E ancora: Israele ha usufruito della colpa occidentale a discapito dei popoli arabi? Secondo questa
interpretazione, che rispetto alla precedente costituisce una variante ancora più pericolosa,
l’Occidente avrebbe scaricato sui Palestinesi e, più in generale, gli Arabi il “problema” degli ebrei,
assegnando loro il diritto a costituirsi come stato su di un territorio non loro. Una forma di
negazionismo che, secondo Bensoussan, occulta completamente il legame tra il popolo ebraico, la
terra e la lingua che ne è scaturita. Lo storico moltiplica gli esempi, suffragati da numerose fonti
documentarie, per rimuovere l’idea che il mondo arabo non abbia nulla a che vedere con la Shoah.

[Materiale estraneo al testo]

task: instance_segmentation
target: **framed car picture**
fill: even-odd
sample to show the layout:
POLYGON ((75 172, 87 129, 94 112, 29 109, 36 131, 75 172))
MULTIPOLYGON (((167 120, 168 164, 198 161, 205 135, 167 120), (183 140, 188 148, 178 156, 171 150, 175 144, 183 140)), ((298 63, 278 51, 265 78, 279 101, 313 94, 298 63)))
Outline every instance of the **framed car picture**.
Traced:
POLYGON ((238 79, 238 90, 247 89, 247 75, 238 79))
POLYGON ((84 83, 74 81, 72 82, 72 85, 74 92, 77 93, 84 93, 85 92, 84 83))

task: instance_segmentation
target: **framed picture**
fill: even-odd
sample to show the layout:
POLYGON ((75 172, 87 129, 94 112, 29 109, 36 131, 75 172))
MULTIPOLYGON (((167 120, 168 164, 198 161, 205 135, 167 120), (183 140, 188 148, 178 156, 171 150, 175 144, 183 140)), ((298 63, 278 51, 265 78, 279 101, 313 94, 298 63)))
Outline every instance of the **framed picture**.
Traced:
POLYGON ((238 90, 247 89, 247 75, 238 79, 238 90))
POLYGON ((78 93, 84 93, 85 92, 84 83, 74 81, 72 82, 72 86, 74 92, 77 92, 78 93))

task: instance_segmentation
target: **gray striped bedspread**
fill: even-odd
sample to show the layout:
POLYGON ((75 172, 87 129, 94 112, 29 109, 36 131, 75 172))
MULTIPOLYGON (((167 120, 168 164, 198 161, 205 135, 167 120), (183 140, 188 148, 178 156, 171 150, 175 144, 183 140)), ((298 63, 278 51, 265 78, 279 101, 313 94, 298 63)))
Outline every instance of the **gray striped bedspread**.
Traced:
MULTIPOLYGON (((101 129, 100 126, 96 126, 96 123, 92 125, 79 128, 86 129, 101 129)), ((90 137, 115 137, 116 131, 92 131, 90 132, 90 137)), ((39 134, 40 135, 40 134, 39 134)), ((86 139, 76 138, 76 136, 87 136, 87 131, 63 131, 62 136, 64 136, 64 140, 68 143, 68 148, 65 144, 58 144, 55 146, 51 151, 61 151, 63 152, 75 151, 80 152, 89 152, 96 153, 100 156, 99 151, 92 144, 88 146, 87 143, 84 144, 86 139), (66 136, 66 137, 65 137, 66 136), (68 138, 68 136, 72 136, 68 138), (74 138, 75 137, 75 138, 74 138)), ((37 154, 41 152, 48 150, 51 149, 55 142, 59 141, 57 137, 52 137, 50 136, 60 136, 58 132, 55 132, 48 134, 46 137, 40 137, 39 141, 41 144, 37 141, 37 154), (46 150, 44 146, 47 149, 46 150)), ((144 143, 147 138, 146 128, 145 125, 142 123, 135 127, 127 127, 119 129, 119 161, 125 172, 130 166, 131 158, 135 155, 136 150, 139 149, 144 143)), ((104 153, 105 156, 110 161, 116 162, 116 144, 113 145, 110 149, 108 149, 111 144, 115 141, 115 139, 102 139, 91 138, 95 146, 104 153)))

Quanti conoscono la storia di profonda emarginazione delle comunità ebraiche vissute nei paesi
arabo-musulmani che proprio per affrancarsi da una situazione di umiliazione e di paura costante
per la propria vita si allinearono alla causa sionista? E chi ricorda ancora che il Libro bianco
britannico sulla Palestina del maggio 1939 che chiudeva le porte a centinaia di migliaia di ebrei che
cercavano di scappare da una morte certa in Europa fu la conseguenza della sola pressione araba su
Londra?
Con Un nome eterno Georges Bensoussan conduce il lettore in una storia dalla lettura avvincente,
dando un’analisi lucida e appassionata che si legge come un’opera di natura storica e politica, ma
anche psicanalitica e profondamente letteraria. Sessant’anni dopo la fine della Seconda Guerra
mondiale, il peso della Shoah nella vita politica israeliana è più forte che mai e influenza
l’atteggiamento e il comportamento di tutti. Israele è oggi percepita e riconosciuta come il centro
mondiale dell’ebraismo. Ma, nella battaglia dei simboli che imperversa ai nostri giorni, la memoria
della Shoah come elemento fondante può arrivare persino a delegittimarne subdolamente
l’esistenza. Perché nel momento in cui Israele pone la propria legittimità su una tragedia, cancella il
carattere veramente politico del progetto sionista che era innanzitutto quello di liberare la
condizione ebraica dalla maledizione del “popolo che dimora solo”.